In connection with its review, with the consent of the Company Board, UBS assumed and relied upon, without independent verification, the accuracy and completeness in all material respects of the information provided to or reviewed by UBS for the purpose of its opinion. In addition, with the consent of the Company Board, UBS did not make any independent evaluation or appraisal of any of the assets or liabilities (contingent or otherwise) of the Company, Kyivstar or VimpelCom Ltd., and was not furnished with any such evaluation or appraisal. With respect to the financial forecasts, estimates and synergies referred to above, UBS assumed, at the direction of the Company Board, that such forecasts, estimates and synergies had been reasonably prepared on a basis reflecting the best currently available estimates and judgments of the management of the Company as to the

 

25


future financial performance of the Company and Kyivstar and such synergies. These forecasts, estimates and synergies are summarized below under “Forecasted Financial Information and Synergy Estimates—Forecasted Financial Information and Synergy Estimates as of February 8, 2010.” In addition, UBS assumed, with the approval of the Company Board, that such financial forecasts, estimates and synergies would be achieved at the times and in the amounts projected.

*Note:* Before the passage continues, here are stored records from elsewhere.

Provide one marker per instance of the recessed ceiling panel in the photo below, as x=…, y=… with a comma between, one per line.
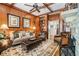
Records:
x=57, y=6
x=23, y=7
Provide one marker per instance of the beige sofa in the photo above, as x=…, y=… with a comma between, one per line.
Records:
x=22, y=35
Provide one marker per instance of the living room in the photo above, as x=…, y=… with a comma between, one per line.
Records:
x=38, y=29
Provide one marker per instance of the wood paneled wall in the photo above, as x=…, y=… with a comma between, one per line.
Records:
x=6, y=9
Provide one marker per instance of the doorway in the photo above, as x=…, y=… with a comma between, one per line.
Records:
x=53, y=27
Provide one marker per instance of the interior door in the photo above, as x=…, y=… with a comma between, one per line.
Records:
x=52, y=29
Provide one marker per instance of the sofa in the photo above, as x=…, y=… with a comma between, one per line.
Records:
x=18, y=36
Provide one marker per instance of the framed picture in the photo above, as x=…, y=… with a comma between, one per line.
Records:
x=26, y=23
x=13, y=20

UBS’ opinion was necessarily based on economic, monetary, market and other conditions as in effect on, and the information available to UBS as of, the date of its opinion.

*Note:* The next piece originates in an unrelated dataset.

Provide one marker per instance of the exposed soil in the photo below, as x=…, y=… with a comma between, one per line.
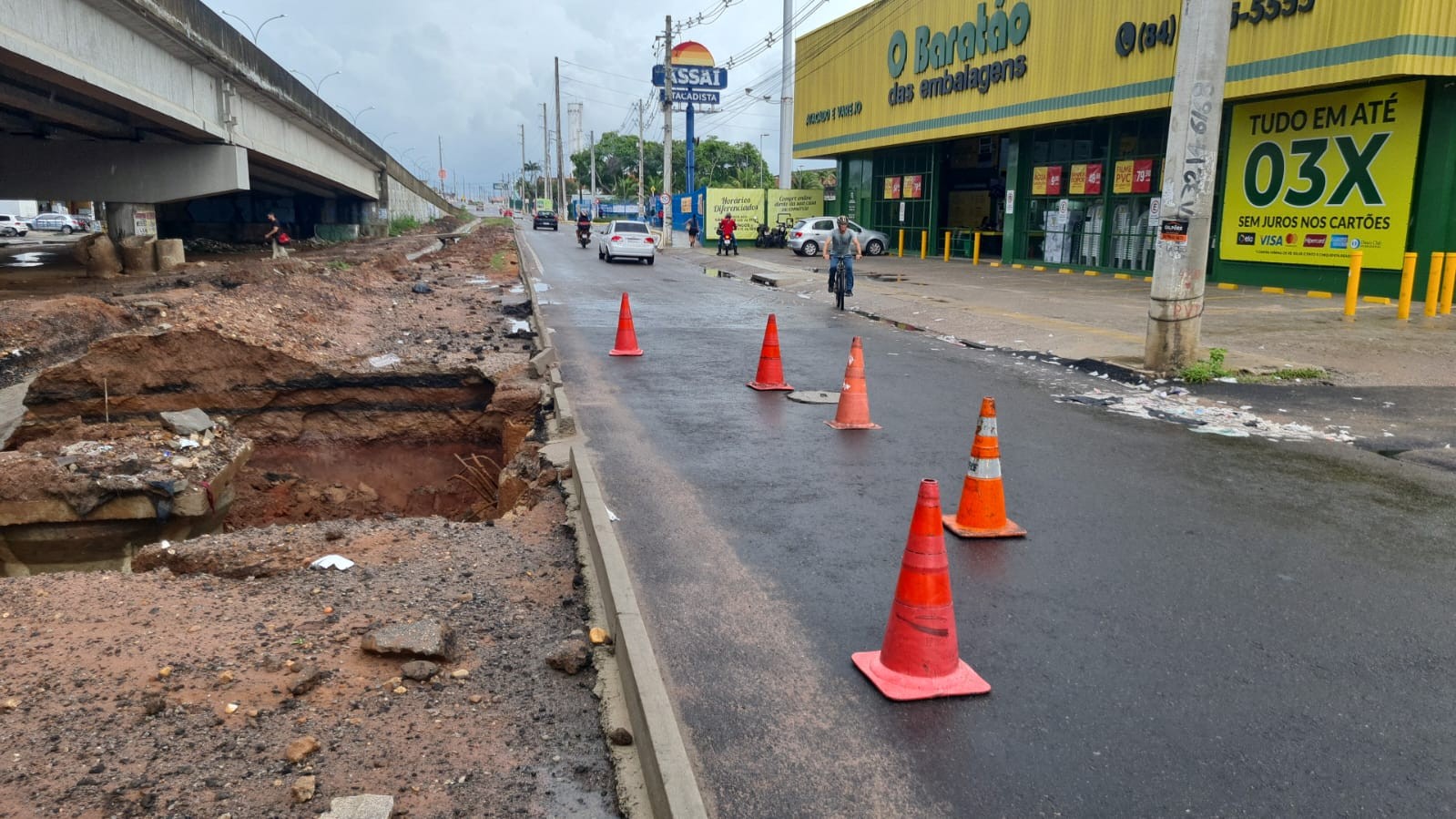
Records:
x=393, y=420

At the direction of the Company Board, UBS was not asked to, and it did not, offer any opinion as to the terms of the Share Exchange Agreement or Other Agreements or the form of the Transactions. In addition, UBS expressed no opinion as to the fairness of the amount or nature of any compensation to be received by any officers, directors or employees of any parties to the Transactions, or any class of such persons, relative to the Exchange Ratio. UBS expressed no opinion as to what the value of VimpelCom Ltd. common DRs or VimpelCom Ltd. preferred DRs would be when issued pursuant to the Transactions or the prices at which the Company’s Common Shares, the Company’s ADSs or VimpelCom Ltd. common DRs would trade at any time. In rendering its opinion, UBS assumed, with the consent of the Company Board, that (i) the parties to the Share Exchange Agreement and the Other Agreements would comply with all material terms of those agreements and (ii) the Transactions would be consummated in accordance with the terms of the Share Exchange Agreement and the Other Agreements without any adverse waiver or amendment of any material term or condition of those agreements. UBS also assumed that all governmental, regulatory or other consents and approvals necessary for the consummation of the Transactions would be obtained without any material adverse effect on the Company, VimpelCom Ltd., Kyivstar or the Transactions. UBS was not authorized to solicit and did not solicit indications of interest in a transaction with the Company from any party. Except as described above, the Company imposed no other instructions or limitations on UBS with respect to the investigations made or the procedures followed by UBS in rendering its opinion. The issuance of UBS’ opinion was approved by a committee authorized by UBS.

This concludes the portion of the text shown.